Fastai v2 TPU support

tyoc213 · July 24, 2020, 9:49pm

Hi there, Im collaborating with @butchland in fastai_xla_extensions which originated from the invitation Global pytorch hackatoh and we get to know each other from the SF Study group. After a lot of trial and error about how to do the optimizer step we have found that doing an optimizer that just do the required step makes it work on TPU. if you like the next week we can (g)meet, even now we can use some like the discord channel if needed and allowed if you did like to change “notes” on the different approaches.

github.com

butchland/fastai_xla_extensions/blob/master/fastai_xla_extensions/core.py#L32


    def fake_device():
        gpu_available = torch.cuda.is_available()
        return torch.device(torch.cuda.current_device()) if gpu_available else torch.device('cpu')
    xm = SimpleNamespace(
        optimizer_step = fake_opt_step,
        xla_device = fake_device
    )




# Cell
class XLAOptimProxy:
    "Proxy optimizer to override `opt.step` with Pytorch XLA sync method `xm.optimizer_step` "
    def __init__(self,opt):
        self.opt = opt


    def xla_step(self):
        xm.optimizer_step(self.opt,barrier=True) # sync on gradient update


    def __getattr__(self,name):
        if name == 'step': # override proxying for step method
                return getattr(self,'xla_step')

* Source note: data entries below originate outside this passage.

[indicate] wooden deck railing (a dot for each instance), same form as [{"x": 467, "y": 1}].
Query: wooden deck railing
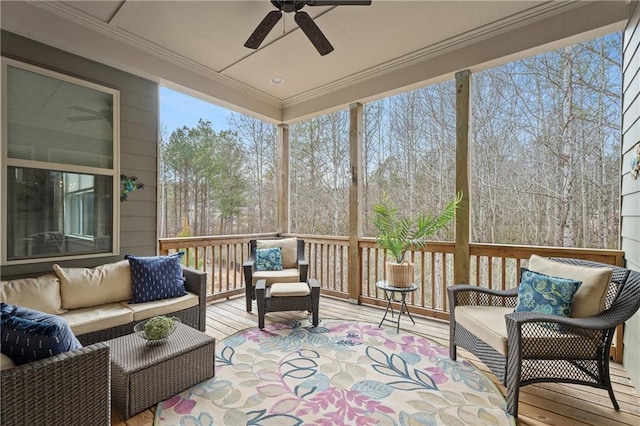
[{"x": 493, "y": 266}]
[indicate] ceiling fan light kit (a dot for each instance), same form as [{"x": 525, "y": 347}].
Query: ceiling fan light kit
[{"x": 304, "y": 21}]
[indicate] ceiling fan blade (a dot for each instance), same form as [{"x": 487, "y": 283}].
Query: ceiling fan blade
[
  {"x": 338, "y": 2},
  {"x": 84, "y": 118},
  {"x": 263, "y": 28},
  {"x": 313, "y": 33}
]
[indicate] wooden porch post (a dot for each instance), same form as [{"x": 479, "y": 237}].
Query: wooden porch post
[
  {"x": 462, "y": 258},
  {"x": 283, "y": 179},
  {"x": 355, "y": 200}
]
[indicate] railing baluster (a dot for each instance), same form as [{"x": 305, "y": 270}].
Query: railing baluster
[{"x": 328, "y": 257}]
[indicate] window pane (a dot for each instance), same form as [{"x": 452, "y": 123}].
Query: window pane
[
  {"x": 52, "y": 213},
  {"x": 57, "y": 121}
]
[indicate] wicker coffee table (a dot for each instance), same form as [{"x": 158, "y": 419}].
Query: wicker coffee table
[{"x": 142, "y": 375}]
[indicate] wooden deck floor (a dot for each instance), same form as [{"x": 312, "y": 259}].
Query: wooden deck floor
[{"x": 544, "y": 404}]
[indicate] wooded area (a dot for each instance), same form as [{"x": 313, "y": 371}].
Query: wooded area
[{"x": 545, "y": 147}]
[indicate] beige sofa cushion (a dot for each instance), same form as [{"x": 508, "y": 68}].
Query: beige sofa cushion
[
  {"x": 87, "y": 320},
  {"x": 146, "y": 310},
  {"x": 290, "y": 289},
  {"x": 590, "y": 297},
  {"x": 289, "y": 248},
  {"x": 86, "y": 287},
  {"x": 284, "y": 276},
  {"x": 488, "y": 323},
  {"x": 40, "y": 293}
]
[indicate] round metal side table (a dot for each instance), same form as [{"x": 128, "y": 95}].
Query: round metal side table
[{"x": 389, "y": 294}]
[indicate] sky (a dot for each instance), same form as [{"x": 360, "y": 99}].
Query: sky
[{"x": 178, "y": 110}]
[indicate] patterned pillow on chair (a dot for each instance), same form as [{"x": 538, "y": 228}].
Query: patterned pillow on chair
[
  {"x": 545, "y": 294},
  {"x": 269, "y": 259}
]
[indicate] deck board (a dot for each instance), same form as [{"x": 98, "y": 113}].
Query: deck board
[{"x": 541, "y": 404}]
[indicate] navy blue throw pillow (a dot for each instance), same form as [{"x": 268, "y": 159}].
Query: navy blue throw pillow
[
  {"x": 28, "y": 335},
  {"x": 156, "y": 277}
]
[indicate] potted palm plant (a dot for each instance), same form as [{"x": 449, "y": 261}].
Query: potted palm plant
[{"x": 397, "y": 234}]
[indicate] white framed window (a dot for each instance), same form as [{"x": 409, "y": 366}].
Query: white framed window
[{"x": 60, "y": 166}]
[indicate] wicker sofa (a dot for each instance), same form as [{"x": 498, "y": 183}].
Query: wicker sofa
[
  {"x": 522, "y": 348},
  {"x": 73, "y": 388}
]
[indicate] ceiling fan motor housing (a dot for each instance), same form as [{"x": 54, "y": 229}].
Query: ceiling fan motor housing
[{"x": 288, "y": 5}]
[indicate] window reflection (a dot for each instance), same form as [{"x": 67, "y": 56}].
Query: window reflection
[{"x": 53, "y": 213}]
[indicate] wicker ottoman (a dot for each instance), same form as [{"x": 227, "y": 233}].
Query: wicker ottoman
[
  {"x": 142, "y": 375},
  {"x": 278, "y": 298}
]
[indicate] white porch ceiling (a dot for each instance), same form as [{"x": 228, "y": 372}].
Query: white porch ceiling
[{"x": 390, "y": 46}]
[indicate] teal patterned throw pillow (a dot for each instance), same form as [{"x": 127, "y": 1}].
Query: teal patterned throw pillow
[
  {"x": 545, "y": 294},
  {"x": 269, "y": 259}
]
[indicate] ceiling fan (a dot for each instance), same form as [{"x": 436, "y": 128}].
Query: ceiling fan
[{"x": 304, "y": 21}]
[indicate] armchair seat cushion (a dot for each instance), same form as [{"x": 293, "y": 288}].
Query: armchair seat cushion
[
  {"x": 487, "y": 323},
  {"x": 271, "y": 277},
  {"x": 290, "y": 289}
]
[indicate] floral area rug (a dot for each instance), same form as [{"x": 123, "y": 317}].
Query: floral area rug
[{"x": 340, "y": 373}]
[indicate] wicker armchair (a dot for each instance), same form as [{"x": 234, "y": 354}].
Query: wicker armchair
[
  {"x": 72, "y": 388},
  {"x": 575, "y": 351},
  {"x": 251, "y": 276}
]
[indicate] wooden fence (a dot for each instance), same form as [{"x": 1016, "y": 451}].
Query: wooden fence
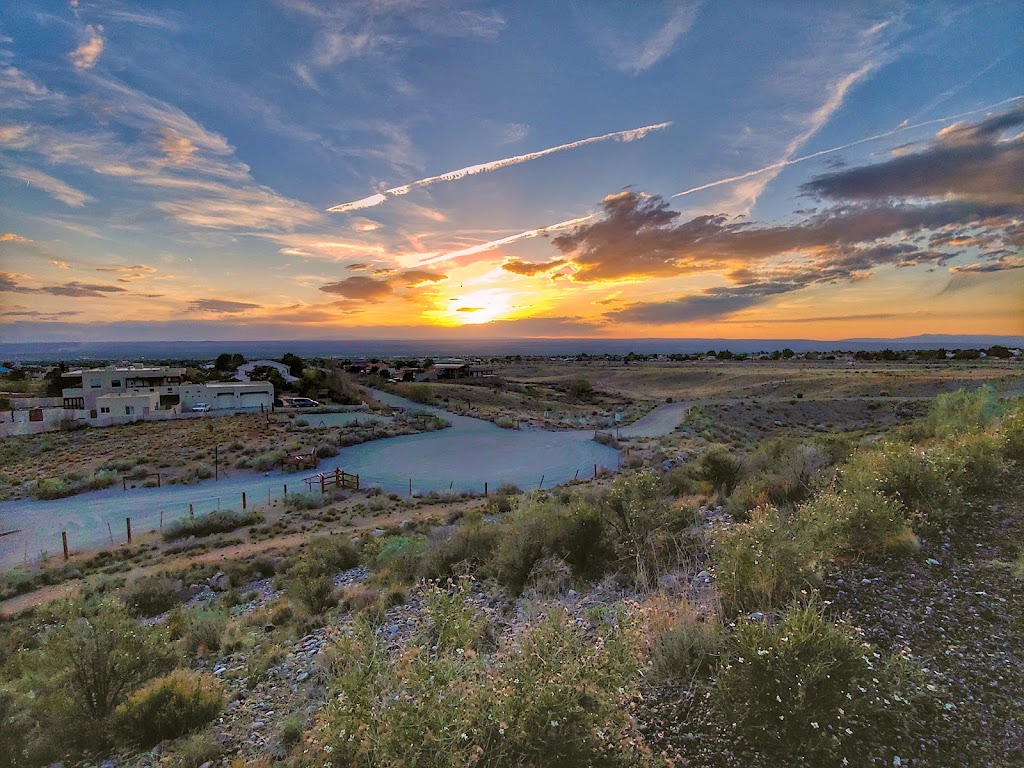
[{"x": 338, "y": 478}]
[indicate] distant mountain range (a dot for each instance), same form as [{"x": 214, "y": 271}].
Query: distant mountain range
[{"x": 388, "y": 348}]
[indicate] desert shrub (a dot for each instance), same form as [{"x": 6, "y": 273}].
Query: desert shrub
[
  {"x": 398, "y": 556},
  {"x": 312, "y": 587},
  {"x": 762, "y": 563},
  {"x": 720, "y": 468},
  {"x": 100, "y": 479},
  {"x": 689, "y": 649},
  {"x": 52, "y": 487},
  {"x": 269, "y": 460},
  {"x": 642, "y": 532},
  {"x": 958, "y": 413},
  {"x": 14, "y": 728},
  {"x": 470, "y": 543},
  {"x": 150, "y": 596},
  {"x": 551, "y": 695},
  {"x": 858, "y": 522},
  {"x": 291, "y": 732},
  {"x": 214, "y": 522},
  {"x": 935, "y": 484},
  {"x": 194, "y": 752},
  {"x": 95, "y": 655},
  {"x": 301, "y": 502},
  {"x": 805, "y": 689},
  {"x": 203, "y": 631},
  {"x": 326, "y": 452},
  {"x": 167, "y": 708}
]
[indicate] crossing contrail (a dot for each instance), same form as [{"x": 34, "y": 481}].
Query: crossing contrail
[
  {"x": 876, "y": 137},
  {"x": 505, "y": 241},
  {"x": 471, "y": 170}
]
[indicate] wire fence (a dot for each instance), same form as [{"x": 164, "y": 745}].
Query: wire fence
[{"x": 97, "y": 525}]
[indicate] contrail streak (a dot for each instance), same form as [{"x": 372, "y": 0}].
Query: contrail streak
[
  {"x": 505, "y": 241},
  {"x": 876, "y": 137},
  {"x": 471, "y": 170}
]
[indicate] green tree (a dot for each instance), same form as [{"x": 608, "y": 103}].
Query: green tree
[
  {"x": 294, "y": 363},
  {"x": 97, "y": 654}
]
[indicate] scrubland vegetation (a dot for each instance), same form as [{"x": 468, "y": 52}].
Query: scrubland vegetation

The other things, are mostly just things that need to be done. But as jeremy once said some like “it should be easy”.

Currently it works on single TPU, but we have found some “problems” or slow parts that is run on TPU, so if anybody out there reading knows about TPUs and can link some optimization documents, or how to track specific performance issues on TPU, it would be great. So later we can start with distributed trainning.

We havent yet asked people making fastai2 for help, but hopefully now that we have more attention and jeremy is back we can start to ask a lot of things.